Reputation: 89
I have .txt file (tab separated) with two columns. First column has comma separated multiple values. Input format
a,b,c x
a y
c,d,e z
Desired output is
a x
b x
c x
a y
c z
d z
e z
The number of comma separated entries vary between 1-40. I tried following awk command, but it only works if there are two comma separated entries in first column:
awk 'BEGIN{FS="[ ,]"} {print $1, $NF; print $2, $NF}' input
How can I modify the above command (or anything new) that can do the job.
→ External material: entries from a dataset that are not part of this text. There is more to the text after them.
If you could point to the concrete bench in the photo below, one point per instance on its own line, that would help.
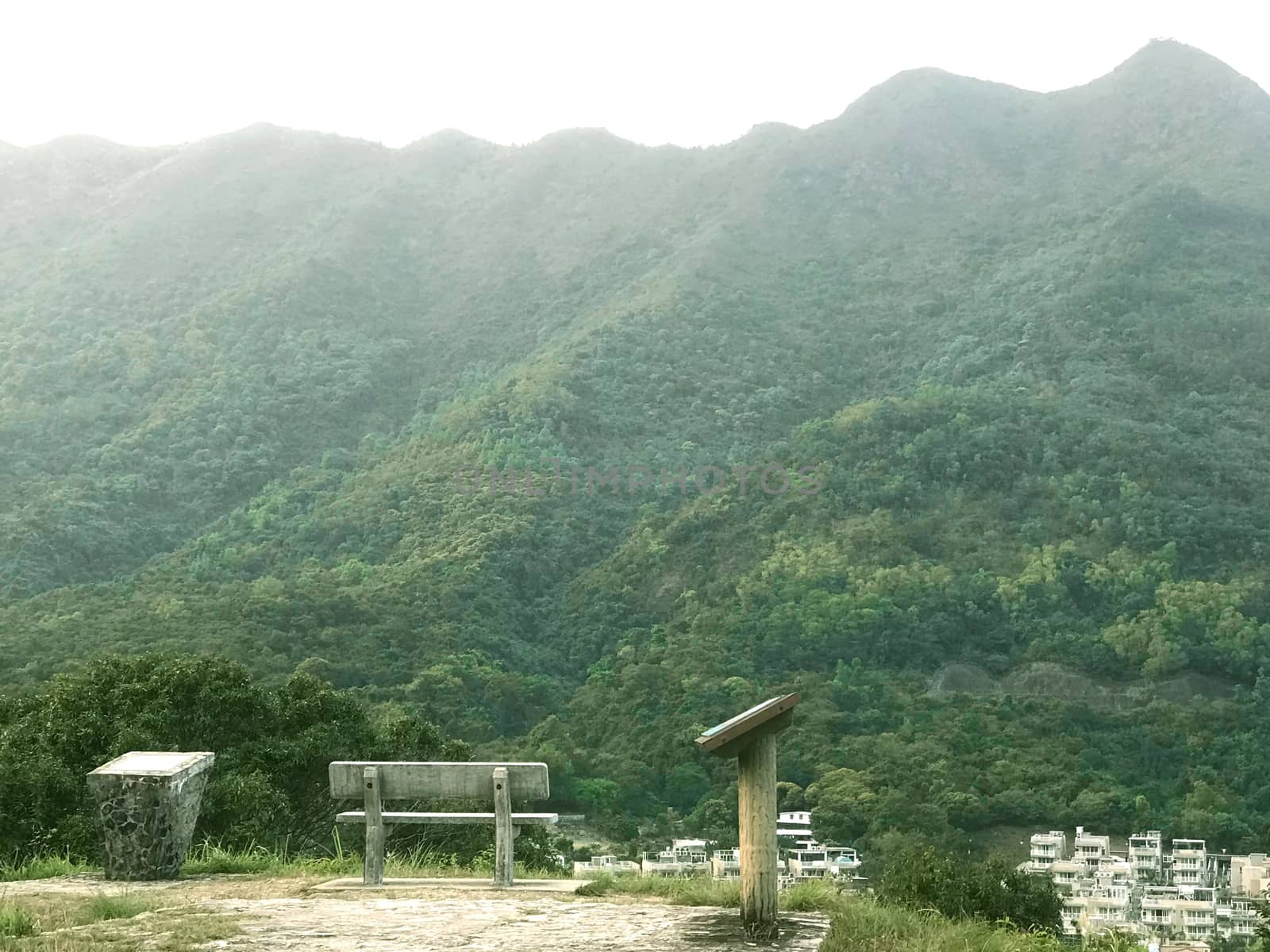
(378, 781)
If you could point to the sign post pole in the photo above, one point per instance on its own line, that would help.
(751, 738)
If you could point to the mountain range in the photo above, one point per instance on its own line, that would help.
(1007, 353)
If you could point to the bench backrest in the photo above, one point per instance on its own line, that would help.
(437, 780)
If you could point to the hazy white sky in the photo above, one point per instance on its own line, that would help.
(652, 71)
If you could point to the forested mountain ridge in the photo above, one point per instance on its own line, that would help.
(1020, 338)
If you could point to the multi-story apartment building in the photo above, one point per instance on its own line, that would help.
(818, 862)
(1147, 856)
(797, 824)
(1250, 875)
(1067, 875)
(1155, 894)
(1047, 850)
(1089, 848)
(1157, 908)
(1237, 920)
(1197, 913)
(686, 857)
(1189, 866)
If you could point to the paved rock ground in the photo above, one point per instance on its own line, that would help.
(277, 916)
(486, 924)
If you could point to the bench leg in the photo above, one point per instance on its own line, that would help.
(372, 869)
(503, 835)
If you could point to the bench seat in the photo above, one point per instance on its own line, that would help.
(391, 818)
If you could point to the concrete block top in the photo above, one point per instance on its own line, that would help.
(156, 763)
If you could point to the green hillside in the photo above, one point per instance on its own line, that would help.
(1018, 346)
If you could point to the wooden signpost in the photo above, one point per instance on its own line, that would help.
(751, 738)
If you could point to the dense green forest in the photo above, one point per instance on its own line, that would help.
(1007, 355)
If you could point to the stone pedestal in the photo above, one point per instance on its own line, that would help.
(148, 803)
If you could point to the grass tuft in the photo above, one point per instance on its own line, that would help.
(17, 922)
(44, 867)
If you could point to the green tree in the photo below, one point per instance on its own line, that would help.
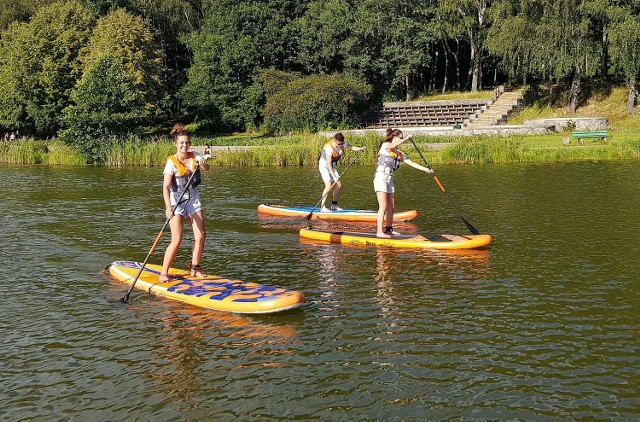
(107, 105)
(470, 21)
(321, 36)
(624, 47)
(314, 102)
(40, 66)
(223, 68)
(18, 11)
(122, 35)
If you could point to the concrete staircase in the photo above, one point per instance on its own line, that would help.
(507, 104)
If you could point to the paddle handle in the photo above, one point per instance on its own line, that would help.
(125, 298)
(308, 217)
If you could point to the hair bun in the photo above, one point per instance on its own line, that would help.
(179, 129)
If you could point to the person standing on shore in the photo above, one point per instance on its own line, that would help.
(177, 173)
(389, 159)
(329, 157)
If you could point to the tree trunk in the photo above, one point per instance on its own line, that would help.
(456, 58)
(406, 87)
(475, 64)
(631, 100)
(574, 92)
(434, 69)
(446, 68)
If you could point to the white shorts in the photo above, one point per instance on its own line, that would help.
(383, 182)
(324, 172)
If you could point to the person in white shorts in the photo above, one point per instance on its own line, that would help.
(177, 173)
(327, 165)
(389, 159)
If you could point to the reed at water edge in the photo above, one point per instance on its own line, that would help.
(304, 150)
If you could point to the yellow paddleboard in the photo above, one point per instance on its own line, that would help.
(436, 241)
(211, 292)
(342, 215)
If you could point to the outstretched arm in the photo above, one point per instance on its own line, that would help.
(418, 166)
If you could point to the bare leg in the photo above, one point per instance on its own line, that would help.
(325, 193)
(391, 206)
(177, 229)
(336, 194)
(383, 207)
(199, 235)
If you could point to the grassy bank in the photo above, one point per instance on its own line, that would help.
(303, 150)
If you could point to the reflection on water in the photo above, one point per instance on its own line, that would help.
(543, 324)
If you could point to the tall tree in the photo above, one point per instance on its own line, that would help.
(40, 67)
(624, 47)
(126, 37)
(471, 19)
(106, 105)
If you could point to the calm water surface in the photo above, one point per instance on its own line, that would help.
(542, 325)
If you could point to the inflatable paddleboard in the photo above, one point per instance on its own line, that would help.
(344, 215)
(211, 292)
(436, 241)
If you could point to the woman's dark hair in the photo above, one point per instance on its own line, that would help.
(179, 130)
(392, 133)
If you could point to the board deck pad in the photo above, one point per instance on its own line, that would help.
(211, 292)
(303, 211)
(416, 241)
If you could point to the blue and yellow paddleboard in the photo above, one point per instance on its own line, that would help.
(211, 292)
(343, 215)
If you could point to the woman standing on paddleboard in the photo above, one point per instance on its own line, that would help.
(331, 152)
(177, 174)
(389, 159)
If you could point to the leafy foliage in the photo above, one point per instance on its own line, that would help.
(107, 106)
(315, 102)
(40, 66)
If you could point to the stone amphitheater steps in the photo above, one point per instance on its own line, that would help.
(499, 111)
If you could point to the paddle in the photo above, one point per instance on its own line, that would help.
(308, 217)
(472, 229)
(125, 298)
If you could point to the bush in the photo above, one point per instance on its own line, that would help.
(107, 107)
(314, 103)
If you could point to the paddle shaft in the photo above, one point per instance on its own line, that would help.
(472, 229)
(125, 298)
(308, 217)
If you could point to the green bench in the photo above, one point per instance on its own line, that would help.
(580, 135)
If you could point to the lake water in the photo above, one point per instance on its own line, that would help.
(542, 325)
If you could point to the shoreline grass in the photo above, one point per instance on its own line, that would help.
(304, 149)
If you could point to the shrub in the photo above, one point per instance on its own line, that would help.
(314, 103)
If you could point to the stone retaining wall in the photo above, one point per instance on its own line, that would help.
(581, 123)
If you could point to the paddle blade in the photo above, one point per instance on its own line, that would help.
(472, 229)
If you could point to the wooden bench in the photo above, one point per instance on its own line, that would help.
(580, 135)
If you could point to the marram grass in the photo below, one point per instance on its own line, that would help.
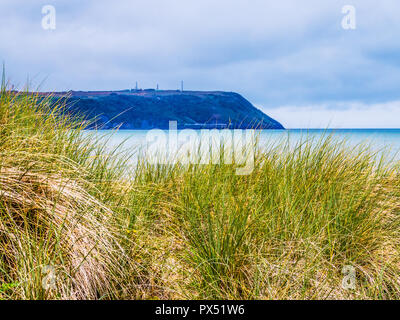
(69, 205)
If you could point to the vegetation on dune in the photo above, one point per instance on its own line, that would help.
(283, 232)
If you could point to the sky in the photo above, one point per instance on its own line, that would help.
(292, 59)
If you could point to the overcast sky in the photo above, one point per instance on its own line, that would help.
(290, 58)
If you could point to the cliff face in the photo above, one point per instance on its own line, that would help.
(148, 109)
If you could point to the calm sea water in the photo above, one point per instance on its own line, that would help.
(380, 140)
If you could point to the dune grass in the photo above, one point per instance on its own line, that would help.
(72, 208)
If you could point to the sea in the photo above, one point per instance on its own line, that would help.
(381, 141)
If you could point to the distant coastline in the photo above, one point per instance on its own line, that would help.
(133, 109)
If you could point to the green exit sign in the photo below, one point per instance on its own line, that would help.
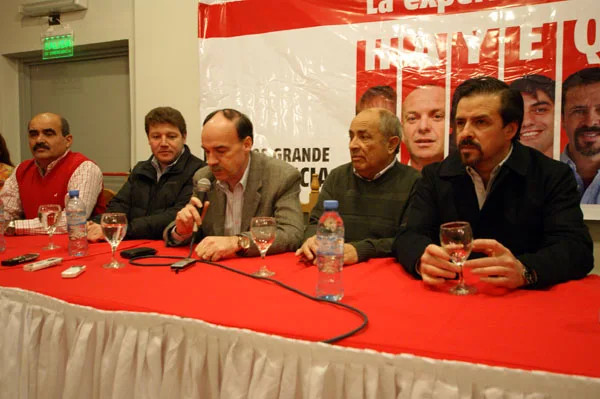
(59, 46)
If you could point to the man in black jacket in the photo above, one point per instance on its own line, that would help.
(523, 206)
(160, 186)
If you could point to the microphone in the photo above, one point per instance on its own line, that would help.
(202, 188)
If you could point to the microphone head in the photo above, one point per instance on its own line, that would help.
(203, 185)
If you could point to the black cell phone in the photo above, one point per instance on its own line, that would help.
(137, 252)
(20, 259)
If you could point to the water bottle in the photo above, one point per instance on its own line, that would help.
(76, 224)
(2, 227)
(330, 253)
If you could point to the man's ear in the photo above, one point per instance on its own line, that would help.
(393, 143)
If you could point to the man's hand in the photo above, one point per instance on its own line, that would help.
(308, 251)
(436, 266)
(350, 255)
(95, 233)
(189, 215)
(214, 248)
(500, 268)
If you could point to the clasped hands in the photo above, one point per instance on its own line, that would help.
(308, 252)
(213, 248)
(499, 268)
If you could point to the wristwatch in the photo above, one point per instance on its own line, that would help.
(243, 244)
(529, 276)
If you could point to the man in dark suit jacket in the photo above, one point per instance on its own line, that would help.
(523, 206)
(244, 184)
(158, 187)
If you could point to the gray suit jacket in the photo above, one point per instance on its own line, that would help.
(273, 189)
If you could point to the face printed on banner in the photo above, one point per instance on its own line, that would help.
(370, 150)
(166, 142)
(46, 140)
(423, 114)
(537, 130)
(226, 155)
(581, 119)
(482, 140)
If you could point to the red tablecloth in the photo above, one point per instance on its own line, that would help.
(556, 330)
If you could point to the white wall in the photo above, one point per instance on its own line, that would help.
(163, 47)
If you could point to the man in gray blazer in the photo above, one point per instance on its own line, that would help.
(244, 184)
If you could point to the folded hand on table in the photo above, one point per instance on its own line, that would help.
(499, 268)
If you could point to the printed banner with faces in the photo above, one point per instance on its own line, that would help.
(302, 69)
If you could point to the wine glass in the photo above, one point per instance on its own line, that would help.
(49, 216)
(114, 227)
(263, 229)
(457, 239)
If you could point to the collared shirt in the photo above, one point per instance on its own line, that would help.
(480, 189)
(156, 165)
(235, 203)
(379, 174)
(87, 178)
(589, 195)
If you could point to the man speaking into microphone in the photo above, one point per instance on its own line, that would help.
(245, 184)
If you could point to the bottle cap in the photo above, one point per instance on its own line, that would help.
(330, 205)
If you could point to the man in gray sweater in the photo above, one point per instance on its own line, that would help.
(373, 190)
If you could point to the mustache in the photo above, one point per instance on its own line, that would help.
(41, 145)
(587, 129)
(468, 141)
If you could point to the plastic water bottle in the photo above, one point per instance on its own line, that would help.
(2, 227)
(76, 225)
(330, 253)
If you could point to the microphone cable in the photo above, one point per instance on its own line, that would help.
(360, 313)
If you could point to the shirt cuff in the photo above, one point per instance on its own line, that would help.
(178, 238)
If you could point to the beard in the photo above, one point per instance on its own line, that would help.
(584, 147)
(470, 158)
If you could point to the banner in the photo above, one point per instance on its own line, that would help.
(301, 69)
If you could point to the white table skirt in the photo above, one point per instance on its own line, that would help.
(53, 349)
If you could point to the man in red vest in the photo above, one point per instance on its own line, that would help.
(46, 179)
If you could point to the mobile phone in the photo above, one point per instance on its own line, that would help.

Thanks.
Upvotes: 2
Views: 119
Reputation: 67507
another awk
$ awk -F',| +' '{for(i=1;i<NF;i++) print $i,$NF}'
set the field delimiter to space(s) or comma, print pair of all fields (up to the last field) with last field.
Upvotes: 3
Reputation: 2471
You can use this sed too
sed -E ':A;s/([^,]*),(.*)(\t.*$)/\1\3\n\2\3/;tA' infile
You get an output tab separated.
If you don't want this tab :
sed -E ':A;s/([^,]*),(.*)(\t.*$)/\1\3\n\2\3/;tA;s/\t/ /g' infile
Upvotes: 0
Reputation: 58420
This might work for you (GNU sed):
sed -r 's/\s+(\S+)$/ \1/;s/,(.*( \S+))$/\2\n\1/;P;D' file
Remove extra spaces from the current line. Replace each ,
by a space followed by the last field of the current line followed by a newline. Print the first line in the current line, delete the first line and repeat.
Upvotes: 0
Reputation: 117
BEGIN {
FS = "\t"
}
NF == 2 {
n = split($1, a, ",")
for (i = 1; i <= n; i++) {
print a[i], $2
}
}
Upvotes: 1
Reputation: 241868
Perl to the rescue!
perl -lane 'print "$F[0] $_ $F[2]" for glob "{$F[1]}"' file
-n
reads the input line by line-l
removes newlines from the input and adds them to prints-a
splits each line on whitespace into the @F arrayUpdate: You changed the specification (without marking any update). The solution remains similar, just use
perl -lane 'print "$_ $F[1]" for glob "{$F[0]}"' file
Upvotes: 2
Reputation: 589
awk's split function to the rescue:
awk '{split($1,arr,","); for (key in arr) { print arr[key],$2 }}' input
Upvotes: 1